How often do you port things to a platform on which the Python interpreter doesn't already build? And how large are these programs for the 2-3 orders of magnitude? (I guess small in any case if you're talking about writing a program yourself rather than in a team). The Python interpreter is actually pretty small.


Are you being obtuse on purpose?

There are C compilers for N platforms. There are Python interpreters for M platforms. Since the Python interpreter is written in C, N >= M.

The programs I have ported are more than a million lines. Not the largest, sure, but not trivial. And they run on platforms where Python does not.

The size of the C code or the Python interpreter code does not matter. What does matter is what subsystems are required. Python is general purpose and has a wide set of requirements (networking, file systems, process manipulation, dynamic loading, the list is quite long). Oh, and the Python list includes compiling C programs (for extensions). A second reason backing my absurd definition.

The C programming language requirements placed on the hosting environment are much smaller. So the language is more portable for that reason as well. It is beneficial to only port what you use, instead of having to port a monolithic interpreter, including the parts you don't need (which may not even run on the target platform easily or at all).


> There are C compilers for N platforms. There are Python interpreters for M platforms.
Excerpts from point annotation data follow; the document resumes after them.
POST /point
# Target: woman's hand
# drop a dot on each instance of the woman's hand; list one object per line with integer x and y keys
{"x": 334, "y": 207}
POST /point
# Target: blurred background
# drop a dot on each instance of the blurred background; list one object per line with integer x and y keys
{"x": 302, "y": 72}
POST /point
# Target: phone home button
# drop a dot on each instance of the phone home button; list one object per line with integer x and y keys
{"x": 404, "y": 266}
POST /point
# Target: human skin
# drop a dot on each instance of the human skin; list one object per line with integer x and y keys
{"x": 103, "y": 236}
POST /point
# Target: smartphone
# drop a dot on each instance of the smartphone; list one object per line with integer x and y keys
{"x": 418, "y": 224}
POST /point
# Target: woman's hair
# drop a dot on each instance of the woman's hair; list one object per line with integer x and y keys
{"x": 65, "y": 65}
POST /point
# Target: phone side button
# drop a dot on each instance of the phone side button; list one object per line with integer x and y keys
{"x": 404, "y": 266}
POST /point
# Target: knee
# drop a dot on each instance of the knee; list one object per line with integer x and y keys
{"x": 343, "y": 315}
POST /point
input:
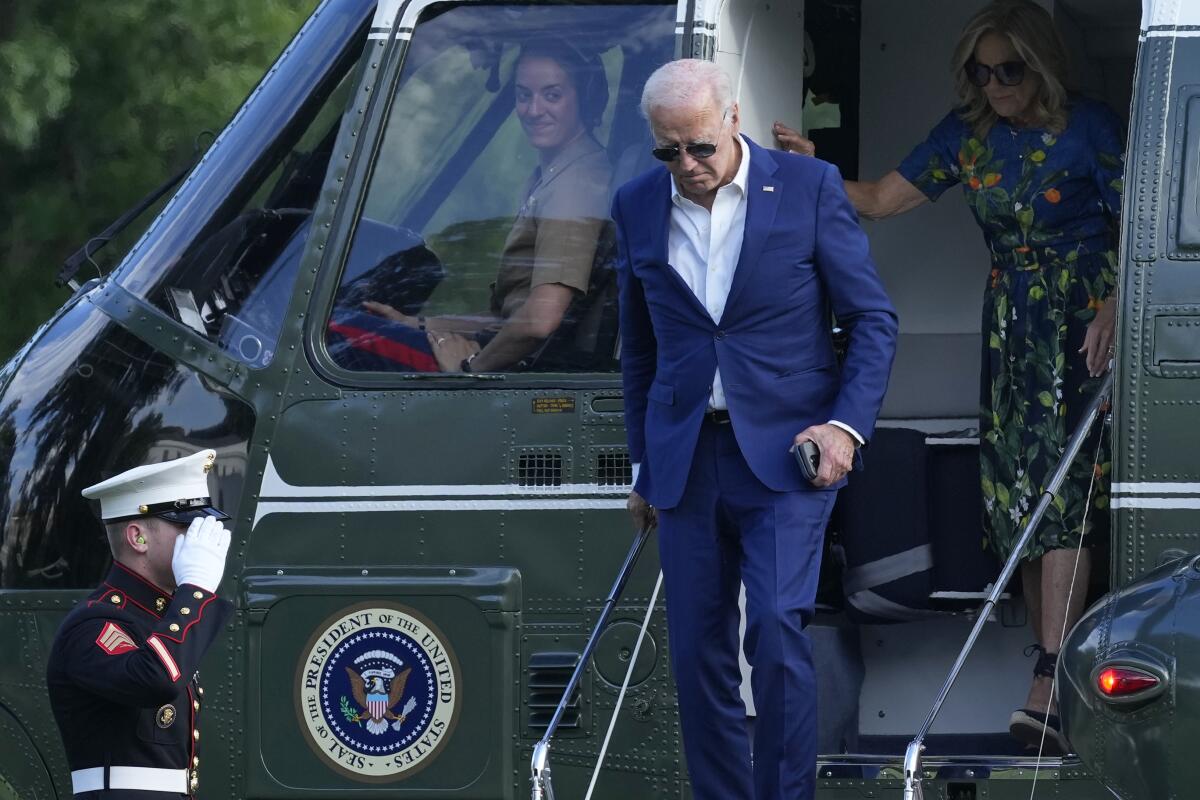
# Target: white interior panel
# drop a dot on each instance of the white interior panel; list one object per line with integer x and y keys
{"x": 768, "y": 76}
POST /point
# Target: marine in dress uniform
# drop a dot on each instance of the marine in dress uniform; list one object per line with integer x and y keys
{"x": 123, "y": 671}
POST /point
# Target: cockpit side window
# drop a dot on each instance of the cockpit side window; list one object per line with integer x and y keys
{"x": 235, "y": 280}
{"x": 485, "y": 244}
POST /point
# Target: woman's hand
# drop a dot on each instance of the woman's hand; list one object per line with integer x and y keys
{"x": 1101, "y": 335}
{"x": 450, "y": 349}
{"x": 790, "y": 140}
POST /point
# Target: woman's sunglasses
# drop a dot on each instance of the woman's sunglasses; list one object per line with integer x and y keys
{"x": 1009, "y": 73}
{"x": 700, "y": 150}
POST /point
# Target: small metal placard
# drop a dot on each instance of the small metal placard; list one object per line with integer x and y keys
{"x": 553, "y": 404}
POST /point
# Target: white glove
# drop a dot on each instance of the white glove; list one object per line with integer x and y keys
{"x": 201, "y": 553}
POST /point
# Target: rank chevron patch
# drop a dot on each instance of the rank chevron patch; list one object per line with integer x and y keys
{"x": 115, "y": 641}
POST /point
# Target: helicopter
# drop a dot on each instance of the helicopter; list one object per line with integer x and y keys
{"x": 477, "y": 517}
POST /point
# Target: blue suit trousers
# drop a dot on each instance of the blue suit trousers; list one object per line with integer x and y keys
{"x": 730, "y": 529}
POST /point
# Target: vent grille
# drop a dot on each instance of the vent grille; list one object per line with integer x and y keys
{"x": 549, "y": 675}
{"x": 540, "y": 469}
{"x": 615, "y": 469}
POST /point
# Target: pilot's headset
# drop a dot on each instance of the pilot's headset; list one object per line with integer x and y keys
{"x": 586, "y": 71}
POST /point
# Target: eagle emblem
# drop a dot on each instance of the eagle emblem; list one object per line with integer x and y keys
{"x": 377, "y": 691}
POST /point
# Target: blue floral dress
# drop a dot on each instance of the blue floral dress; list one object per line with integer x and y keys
{"x": 1048, "y": 204}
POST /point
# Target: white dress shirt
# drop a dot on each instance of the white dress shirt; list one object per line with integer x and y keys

Since the Python interpreter is written in C, N >= M.

Sure, but existence of a compiler is only a small piece of portability. As a FreeBSD user I'm very used to downloading a random program and finding it won't run on my platform. Happens a lot more often when the program's written in C than when it's written in Python.


So? The existence of a conforming C compiler is all it takes for the C language to have been ported to that platform.

Or do you think C isn't ported to a platform unless every random C program you download from the internet compiles and runs?


I think portability is best understood as a measure of how difficult/expensive it is to port a typical program in that language to a new platform, because that's the question which is likely to be relevant in practice.


That doesn't define the portability of the language though, that only discusses typical programs. They aren't the same thing at all.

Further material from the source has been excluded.